Carpal Tunnel Syndrome
Carpal tunnel syndrome is a compression of the median nerve within the carpal tunnel. There is pain, tingling, and in severe cases, numbness in the thumb, index middle and ½ of the ring finger. It is typically caused by repetitive tasks involving the hand and wrist. Typing with the wrists resting on hard surfaces can result in this problem.
It is often worse at night or with driving and can lead to loss of grip strength and coordination. As the problem progresses, atrophy (muscle wasting) of the thumb muscles may occur.
Treatment typically consists of splinting the wrist in a neutral position (no bend in the wrist in either direction), anti-inflammatory medication, and most importantly, activity modification such as wearing a padded glove during cycling. Surgical release of the transverse carpal ligament is often performed before muscle wasting occurs. Physical therapy follows to help restore range of motion, strength, and to educate the patient of factors that can lead to a reoccurrence of the problem.
Fractures of the Forearm/Wrist
Fractures of the wrist and hands are commonly named for their anatomical location, how they occurred, or a doctor that discovered or studied the given type of fracture.
The fingers are susceptible to fracture in household mishaps, recreational injuries and work-related trauma.
Most hand fractures are stable and do not require surgery. However, occasionally, fractures will not heal without appropriate surgical intervention. Internal support or “hardware” is necessary to stabilize fractures. The therapist may apply a form fitting, custom thermoplastic splint to protect the fracture during healing. These splints may be removed for exercise and hygiene.
Most therapy programs commence days to 3 or 4 weeks post op, to regain motion, decrease pain, and reduce swelling. Rehabilitation may continue for weeks or months to restore range of motion (ROM) and strength.
Distal Radius Fracture Colles, Smith Fractures
These fractures often result from a fall onto an outstretched hand or because of a direct blow. Pain, tenderness, and deformity are common. X-rays are used to rule in/out a fracture.
Treatment for a fracture involves “closed reduction” in which the bones are moved back into alignment.

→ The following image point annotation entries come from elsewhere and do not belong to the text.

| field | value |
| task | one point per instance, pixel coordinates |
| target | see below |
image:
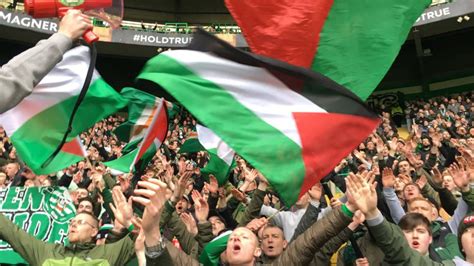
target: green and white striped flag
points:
(38, 123)
(292, 124)
(212, 251)
(142, 108)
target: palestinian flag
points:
(292, 124)
(352, 42)
(191, 144)
(144, 147)
(38, 123)
(221, 156)
(129, 152)
(210, 256)
(141, 106)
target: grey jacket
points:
(21, 74)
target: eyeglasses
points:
(81, 222)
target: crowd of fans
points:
(392, 200)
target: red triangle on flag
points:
(287, 30)
(156, 132)
(326, 139)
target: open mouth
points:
(236, 248)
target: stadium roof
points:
(190, 11)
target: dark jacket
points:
(37, 252)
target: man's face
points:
(82, 193)
(404, 167)
(82, 229)
(448, 183)
(422, 207)
(85, 206)
(11, 169)
(217, 225)
(410, 192)
(273, 242)
(426, 142)
(242, 247)
(303, 201)
(181, 206)
(419, 239)
(446, 136)
(467, 242)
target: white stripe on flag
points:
(63, 81)
(255, 88)
(210, 140)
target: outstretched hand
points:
(362, 194)
(152, 195)
(123, 211)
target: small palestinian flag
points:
(353, 42)
(292, 124)
(37, 124)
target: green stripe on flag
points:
(210, 256)
(191, 145)
(123, 163)
(244, 132)
(39, 136)
(217, 167)
(361, 39)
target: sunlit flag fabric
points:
(353, 42)
(221, 156)
(37, 124)
(292, 124)
(146, 129)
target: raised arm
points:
(21, 74)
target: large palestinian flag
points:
(353, 42)
(292, 124)
(37, 124)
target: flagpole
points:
(155, 117)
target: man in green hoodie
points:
(83, 229)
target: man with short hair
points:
(21, 74)
(83, 229)
(273, 242)
(417, 231)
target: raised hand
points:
(122, 210)
(460, 177)
(437, 176)
(358, 218)
(201, 208)
(238, 195)
(152, 195)
(251, 175)
(422, 181)
(388, 178)
(190, 223)
(315, 192)
(183, 182)
(362, 194)
(256, 224)
(213, 185)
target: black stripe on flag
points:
(321, 90)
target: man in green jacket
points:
(83, 229)
(407, 245)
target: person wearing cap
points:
(466, 237)
(409, 243)
(21, 74)
(83, 230)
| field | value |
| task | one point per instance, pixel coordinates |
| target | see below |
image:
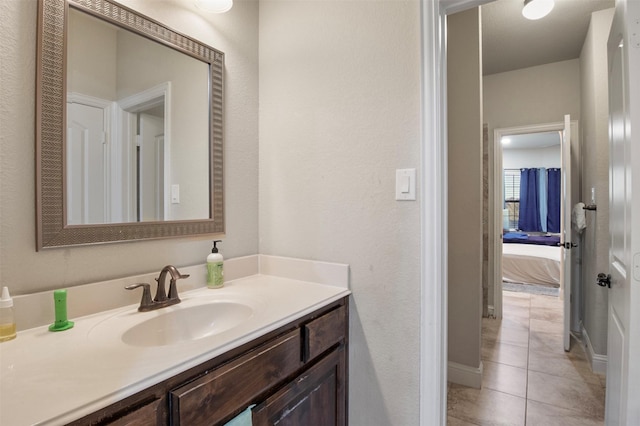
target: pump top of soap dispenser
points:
(5, 300)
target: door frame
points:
(433, 191)
(496, 211)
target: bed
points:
(531, 260)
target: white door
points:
(86, 165)
(151, 197)
(565, 229)
(623, 350)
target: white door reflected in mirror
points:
(137, 123)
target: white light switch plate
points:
(405, 184)
(175, 194)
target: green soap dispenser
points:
(215, 265)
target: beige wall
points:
(91, 58)
(536, 95)
(22, 268)
(339, 113)
(143, 64)
(529, 96)
(464, 79)
(595, 174)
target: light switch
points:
(175, 194)
(405, 184)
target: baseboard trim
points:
(464, 375)
(598, 362)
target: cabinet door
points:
(315, 398)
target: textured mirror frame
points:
(52, 230)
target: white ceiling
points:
(532, 140)
(510, 41)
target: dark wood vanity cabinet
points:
(296, 375)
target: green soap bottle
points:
(215, 267)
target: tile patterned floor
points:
(528, 377)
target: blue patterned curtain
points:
(553, 200)
(529, 215)
(542, 197)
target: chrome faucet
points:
(161, 300)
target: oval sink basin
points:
(191, 323)
(191, 320)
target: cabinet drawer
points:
(316, 398)
(218, 394)
(146, 415)
(324, 332)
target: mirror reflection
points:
(137, 141)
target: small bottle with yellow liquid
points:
(7, 319)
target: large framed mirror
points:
(129, 127)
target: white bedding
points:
(531, 264)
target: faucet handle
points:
(173, 288)
(146, 303)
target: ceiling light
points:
(536, 9)
(215, 6)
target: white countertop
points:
(54, 378)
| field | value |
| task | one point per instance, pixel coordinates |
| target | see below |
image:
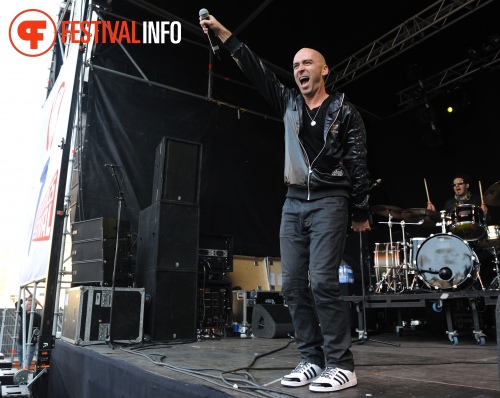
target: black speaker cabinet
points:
(102, 228)
(93, 252)
(177, 171)
(168, 237)
(271, 321)
(171, 312)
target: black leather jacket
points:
(344, 151)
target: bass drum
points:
(446, 261)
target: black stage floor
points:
(416, 363)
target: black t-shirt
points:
(312, 137)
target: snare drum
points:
(387, 259)
(446, 261)
(492, 239)
(414, 246)
(468, 222)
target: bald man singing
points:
(327, 180)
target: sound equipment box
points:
(87, 315)
(177, 171)
(214, 303)
(215, 253)
(271, 321)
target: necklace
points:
(313, 122)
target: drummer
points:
(461, 184)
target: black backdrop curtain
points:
(242, 186)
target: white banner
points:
(56, 122)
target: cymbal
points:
(491, 196)
(385, 210)
(415, 215)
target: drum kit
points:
(444, 261)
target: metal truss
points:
(415, 30)
(432, 86)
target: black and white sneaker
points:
(303, 374)
(333, 379)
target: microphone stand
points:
(362, 333)
(121, 200)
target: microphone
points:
(375, 184)
(211, 37)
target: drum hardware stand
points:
(496, 280)
(362, 333)
(121, 200)
(405, 259)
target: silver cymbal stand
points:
(406, 264)
(385, 277)
(495, 283)
(405, 258)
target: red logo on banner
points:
(32, 33)
(45, 213)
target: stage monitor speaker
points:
(177, 171)
(271, 321)
(171, 312)
(168, 237)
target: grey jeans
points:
(312, 240)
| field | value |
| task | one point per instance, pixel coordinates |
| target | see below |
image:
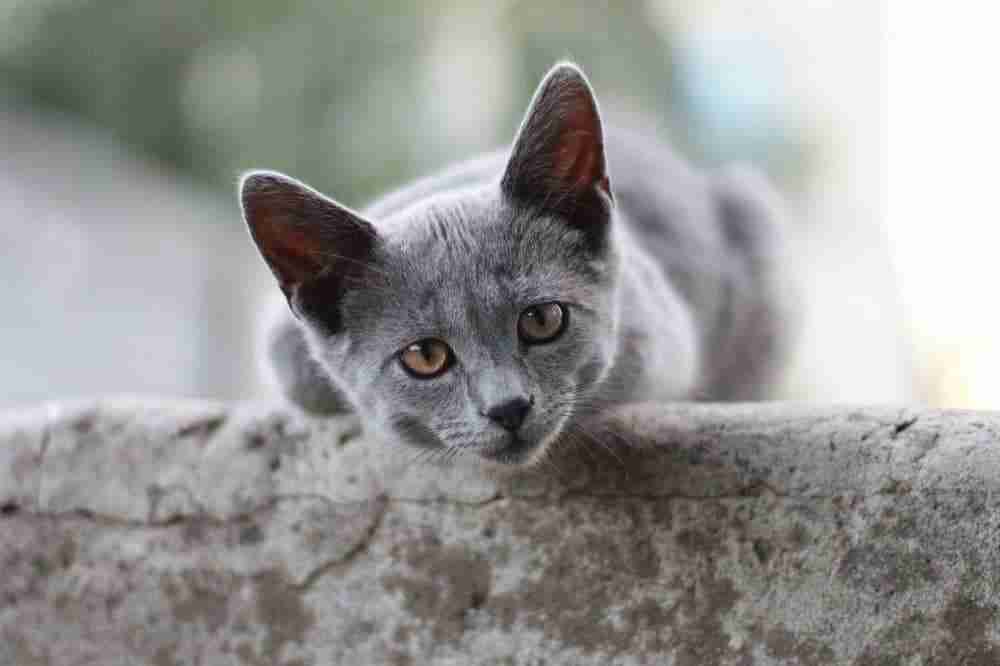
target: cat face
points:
(476, 321)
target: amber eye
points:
(542, 323)
(426, 358)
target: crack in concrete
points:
(352, 554)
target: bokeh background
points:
(124, 265)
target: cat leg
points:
(297, 375)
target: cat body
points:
(494, 307)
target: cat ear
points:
(301, 234)
(558, 156)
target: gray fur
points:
(680, 301)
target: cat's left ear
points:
(313, 245)
(558, 157)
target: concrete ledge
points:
(172, 533)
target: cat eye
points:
(542, 323)
(426, 358)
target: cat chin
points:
(512, 457)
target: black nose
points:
(511, 414)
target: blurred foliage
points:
(337, 93)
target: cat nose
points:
(511, 414)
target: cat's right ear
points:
(303, 236)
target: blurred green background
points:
(127, 124)
(356, 96)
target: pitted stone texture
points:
(171, 533)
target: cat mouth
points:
(511, 450)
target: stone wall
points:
(171, 533)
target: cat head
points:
(477, 320)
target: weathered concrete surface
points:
(194, 533)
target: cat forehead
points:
(475, 237)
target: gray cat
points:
(492, 308)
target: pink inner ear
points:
(578, 164)
(580, 153)
(292, 253)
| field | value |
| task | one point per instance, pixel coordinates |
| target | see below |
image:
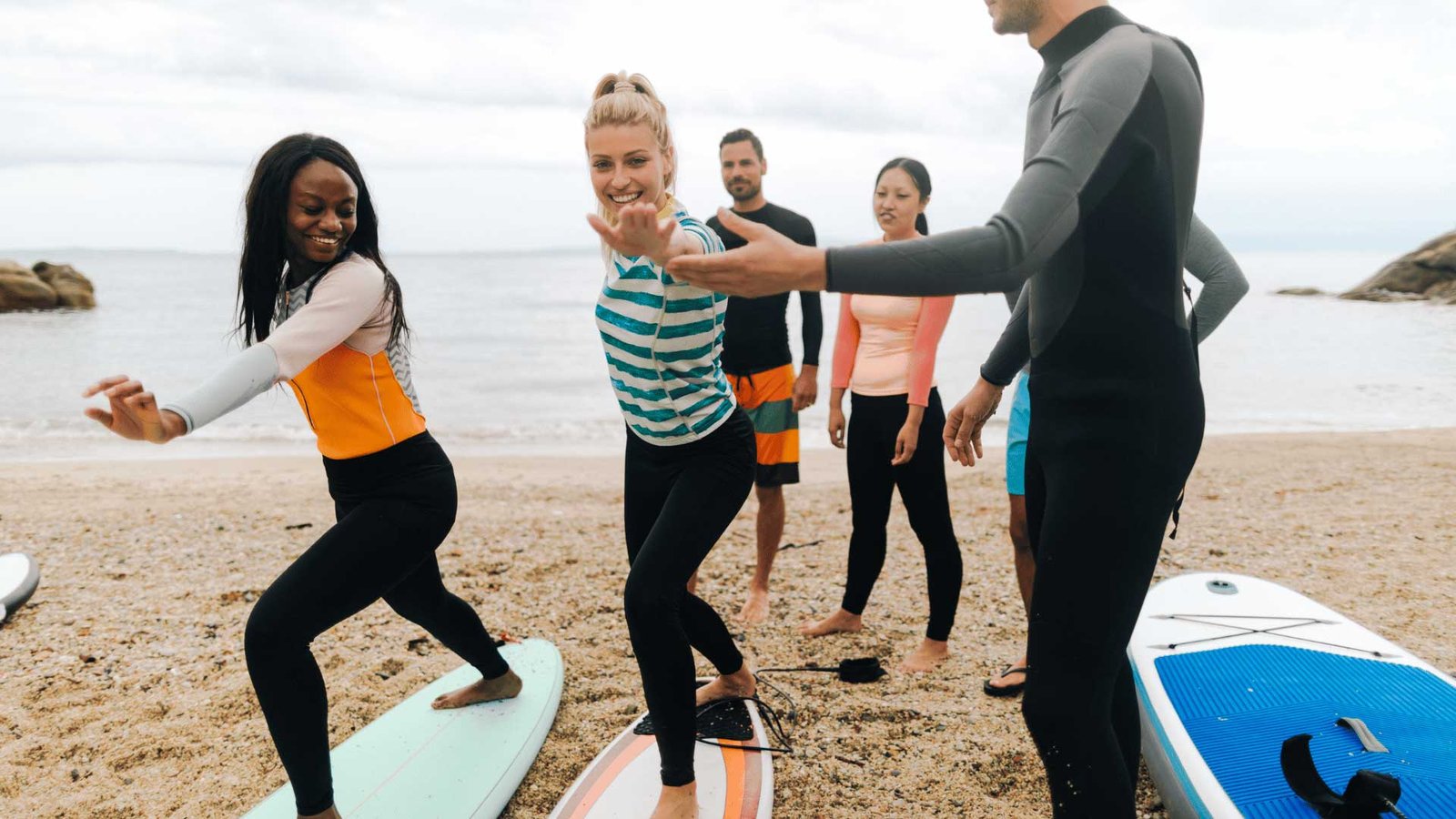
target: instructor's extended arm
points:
(1038, 216)
(1223, 283)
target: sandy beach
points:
(124, 691)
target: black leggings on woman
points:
(874, 423)
(677, 501)
(1106, 462)
(393, 508)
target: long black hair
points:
(922, 182)
(266, 249)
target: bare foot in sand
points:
(926, 658)
(837, 622)
(504, 687)
(677, 802)
(756, 608)
(724, 687)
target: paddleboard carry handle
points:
(1368, 796)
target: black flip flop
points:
(1005, 690)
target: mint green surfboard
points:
(456, 763)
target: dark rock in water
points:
(22, 290)
(72, 288)
(1426, 273)
(1382, 296)
(46, 288)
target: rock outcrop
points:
(22, 290)
(1426, 273)
(72, 288)
(47, 286)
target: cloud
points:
(1324, 118)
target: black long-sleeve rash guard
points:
(1098, 222)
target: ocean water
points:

If the bones cannot be moved back into the proper position manually, open reduction and often internal fixation is used. This means that the bones are surgically positioned next to each other and might be pinned, screwed or wired together.
Early intervention/rehabilitation is helpful to reduce pain, increase range of motion, and ultimately restore strength and function. Wrist supports and custom splints are helpful to protect the area so optimal healing can occur.